Reflection for the Fifth Sunday of Lent
The first reading of today’s liturgy speaks of the covenant God is offering to the house of Israel and the house of Judah. A covenant is a gracious offer of relationship to those who have no merited right to that relationship. That God desires a relationship with us is eminently clear from the beginning pages of scripture. Tradition tells us that God walked with Adam and Eve in the cool of the evening. We can only imagine what they talked about but their conversation must have led them to an ever deeper relationship. Intimacy grows with self-revelation.
The Hebrew Scriptures record several covenants. God initiated with Israel. The First Sunday of Lent we read about God’s covenant with Noah. God promised Noah that the world would never again be destroyed by floods. The sign by which they would be reminded of this covenant was the rainbow. God asked nothing in return.
The next Sunday of Lent we heard the covenant made with Abraham. In this covenant, God promised that Abraham and Sarah would be the parents of a great nation whose people would be God’s people, and God would lead them into a land that would be their land. The sign of this covenant was circumcision, a sign Israel was asked to make as a symbol of their desire to be God’s people.
The Third Sunday of Lent was listened. To God’s covenant, revealed to the people through Moses. In this covenant there is a reaffirmation of God’s promise to be the God of Israel. The sign of this covenant was the Ten Commandments engraved on the stone tablets. But in today’s first reading God both promises and asks that this law be written in their hearts. So the law was not just an external sign written on the tablets of stone. It was to be internalized a obedience to the law from the heart.
Each of these covenant invited Israel into a deeper level of relationship and asked for a more intimate response. And with each covenant God revealed more of who God is and wants to be for the people, but that revelation was not complete until the coming of Jesus. The promise of a new covenant in the first reading is fulfilled in Jesus. Jesus reveals God as a loving paren. Love is the fulfillment of the law, love God and love of neighbor. The Jesus who heals, who teaches the poor, who weeps over Jerusalem’s poor choices, who reproaches the scribes and Pharisees for binding heavy and insupportable burdens and laying them on the backs of the poor, tells us of the depth of God’s desire that all people experience the fullness of life in the reign of God.

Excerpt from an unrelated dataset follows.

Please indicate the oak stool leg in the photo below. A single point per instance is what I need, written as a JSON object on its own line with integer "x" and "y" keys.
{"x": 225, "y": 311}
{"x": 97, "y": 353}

In today’s Gospel we listen to Jesus as he faces an indescribably cruel and violent death because he refuses to preach the God of the scribes and Pharisees, the chief priests and the Sadducees. In jesu’ fidelity to his mission is God glorified. The cross, an instrument of violence and cruelty, becomes the sign of the covenant revealed in Jesus, the sign of God’s love for us and calls us to love one another.
Our response to the covenant offered us in Jesus begins with remembering. In the Hebrew Scriptures a covenant renewal ceremony always began with remembering the mighty deeds of God done on their behalf. It was when Israel forgot God’s goodness to them that they turned away from God. During these last weeks of Lent and especially on Palm Sunday and Good Friday we remember that Jesus loves us so much that he did not protect himself from the greatest horror to which the human condition can subject us – rejection resulting in a cruel and violent death.
Each Eucharist is our covenant renewal. We remember what Jesus has done for us in his life, death, and resurrection. Each celebration of God’s love for us leads us to a deeper and deeper trust and relationship with God. Remembering makes us a people who proclaims the Good News of salvation.